Blackwell’s characters are hauntingly memorable. They change the way trees change that have endured the onslaught of decades of harsh weather — change that scars more than grows; but, perhaps on a deeper level survival is growth. Louis is like the Cypress tree, he survives. Now on the eve of Hurricane Katrina at age 95, he remembers his unfinished life in Cypress Parish, and he regrets that he didn’t say good-bye to Nanette.
Aside from the sheer enjoyment of reading Blackwell’s writing, I grew in my understanding of humanity through Cypress Parish. I recommend it highly.
You can read original reporting of the 1927 Flood at Time Archives and experience original voices and graphics of the flood at PBS Fatal Flood of 1927. You can also listen to Unbridled Aloud Podcasts.

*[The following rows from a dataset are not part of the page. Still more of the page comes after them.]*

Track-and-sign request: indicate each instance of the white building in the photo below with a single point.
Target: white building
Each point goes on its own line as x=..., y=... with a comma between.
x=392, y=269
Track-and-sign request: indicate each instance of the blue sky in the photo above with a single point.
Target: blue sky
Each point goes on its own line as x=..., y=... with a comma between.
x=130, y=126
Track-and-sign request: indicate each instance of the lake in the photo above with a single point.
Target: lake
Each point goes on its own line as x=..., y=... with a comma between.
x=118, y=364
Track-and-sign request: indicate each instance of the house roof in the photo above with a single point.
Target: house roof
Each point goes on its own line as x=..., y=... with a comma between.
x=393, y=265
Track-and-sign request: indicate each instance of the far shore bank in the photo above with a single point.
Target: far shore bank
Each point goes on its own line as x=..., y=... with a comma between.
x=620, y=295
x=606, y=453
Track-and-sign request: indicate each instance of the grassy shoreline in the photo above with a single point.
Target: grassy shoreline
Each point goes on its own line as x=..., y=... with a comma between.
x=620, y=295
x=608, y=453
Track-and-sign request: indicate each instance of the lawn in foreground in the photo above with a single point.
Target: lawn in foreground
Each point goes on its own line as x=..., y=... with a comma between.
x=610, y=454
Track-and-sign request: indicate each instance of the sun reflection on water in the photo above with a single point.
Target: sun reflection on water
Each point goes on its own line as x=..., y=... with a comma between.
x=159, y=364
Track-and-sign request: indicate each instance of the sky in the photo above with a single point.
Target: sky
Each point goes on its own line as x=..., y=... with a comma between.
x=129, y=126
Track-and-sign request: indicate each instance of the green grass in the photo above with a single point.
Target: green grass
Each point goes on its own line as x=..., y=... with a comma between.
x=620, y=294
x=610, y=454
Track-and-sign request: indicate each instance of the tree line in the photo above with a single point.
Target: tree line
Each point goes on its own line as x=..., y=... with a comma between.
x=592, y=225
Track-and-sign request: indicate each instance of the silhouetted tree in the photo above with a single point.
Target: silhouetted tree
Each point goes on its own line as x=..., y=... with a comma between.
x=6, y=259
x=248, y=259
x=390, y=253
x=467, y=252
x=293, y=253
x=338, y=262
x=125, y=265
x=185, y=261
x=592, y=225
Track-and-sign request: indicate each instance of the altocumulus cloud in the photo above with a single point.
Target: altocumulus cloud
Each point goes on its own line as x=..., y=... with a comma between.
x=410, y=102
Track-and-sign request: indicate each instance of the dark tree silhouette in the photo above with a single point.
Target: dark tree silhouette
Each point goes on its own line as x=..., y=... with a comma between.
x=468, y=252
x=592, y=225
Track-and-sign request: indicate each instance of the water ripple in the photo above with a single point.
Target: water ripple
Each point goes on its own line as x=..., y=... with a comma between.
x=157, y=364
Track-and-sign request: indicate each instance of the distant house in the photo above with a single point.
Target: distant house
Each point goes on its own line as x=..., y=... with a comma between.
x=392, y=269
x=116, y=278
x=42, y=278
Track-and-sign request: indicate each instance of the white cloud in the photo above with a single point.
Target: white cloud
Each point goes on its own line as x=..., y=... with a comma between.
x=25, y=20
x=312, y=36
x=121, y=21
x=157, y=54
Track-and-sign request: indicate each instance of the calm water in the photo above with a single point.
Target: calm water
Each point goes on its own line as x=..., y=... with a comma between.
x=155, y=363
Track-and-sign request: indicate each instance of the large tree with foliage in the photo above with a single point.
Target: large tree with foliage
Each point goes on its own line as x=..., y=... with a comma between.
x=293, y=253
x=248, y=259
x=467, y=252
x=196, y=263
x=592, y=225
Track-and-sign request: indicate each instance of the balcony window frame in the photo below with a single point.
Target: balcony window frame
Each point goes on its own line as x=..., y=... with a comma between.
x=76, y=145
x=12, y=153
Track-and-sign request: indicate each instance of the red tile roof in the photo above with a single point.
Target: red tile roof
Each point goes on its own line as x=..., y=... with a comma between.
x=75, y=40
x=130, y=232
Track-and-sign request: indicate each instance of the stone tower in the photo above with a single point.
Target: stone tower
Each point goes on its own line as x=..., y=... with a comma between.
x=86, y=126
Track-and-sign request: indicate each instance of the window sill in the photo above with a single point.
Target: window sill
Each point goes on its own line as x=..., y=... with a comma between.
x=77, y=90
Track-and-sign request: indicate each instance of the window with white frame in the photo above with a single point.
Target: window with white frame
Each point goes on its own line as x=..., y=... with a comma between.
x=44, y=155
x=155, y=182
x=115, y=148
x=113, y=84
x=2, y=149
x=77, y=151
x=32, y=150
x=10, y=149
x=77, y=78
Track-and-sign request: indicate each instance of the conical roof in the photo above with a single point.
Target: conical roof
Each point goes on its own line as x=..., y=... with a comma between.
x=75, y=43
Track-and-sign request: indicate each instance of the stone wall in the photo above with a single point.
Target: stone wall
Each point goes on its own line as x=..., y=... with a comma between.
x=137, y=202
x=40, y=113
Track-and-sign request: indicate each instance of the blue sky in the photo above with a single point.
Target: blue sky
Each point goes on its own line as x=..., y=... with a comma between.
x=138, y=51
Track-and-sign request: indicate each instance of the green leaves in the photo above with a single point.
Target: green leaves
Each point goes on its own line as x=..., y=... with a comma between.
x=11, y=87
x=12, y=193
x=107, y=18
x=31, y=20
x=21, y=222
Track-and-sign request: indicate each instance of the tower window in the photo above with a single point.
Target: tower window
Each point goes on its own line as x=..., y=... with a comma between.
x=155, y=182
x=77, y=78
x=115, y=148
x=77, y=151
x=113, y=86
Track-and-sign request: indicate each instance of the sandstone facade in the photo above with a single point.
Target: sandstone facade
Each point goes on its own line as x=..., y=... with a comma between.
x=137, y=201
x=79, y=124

On writing "The Unnatural History of Cypress Parish," Blackwell said:
My fictional Cypress Parish is a combination of St. Bernard Parish (where the 1927 levee breech occured), Livingston Parish (where my grandfather grew up) and Vermillion Parish (where my grandfather wooed my grandmother away from a house of pretty French sisters).
When I was a kid, my grandfather saw that I liked to write and offered to pay me a dollar a story. When I became too prolific for his wallet, he told me to keep writing but not for money. Late in his life, he picked up a pen of his own and started chronicling his years growing up in rural Louisiana as well as his later experiences in war, study, and life. He did this not with an eye toward publication but so that his grandchildren would know him better, would know more family history. He gave us the new chapters every Christmas, the white copy-shop boxes sitting under the tree with our other presents. He wrote these memoirs on a cypress desk and under a lumber company map of the parish where he grew up. It would take me a long time to get around to this material, but the image stayed with me. I knew from the start that desk and map would sneak into the novel.
Blackwell's debut novel is Hunger. She is on the English faculty at The University of South Carolina.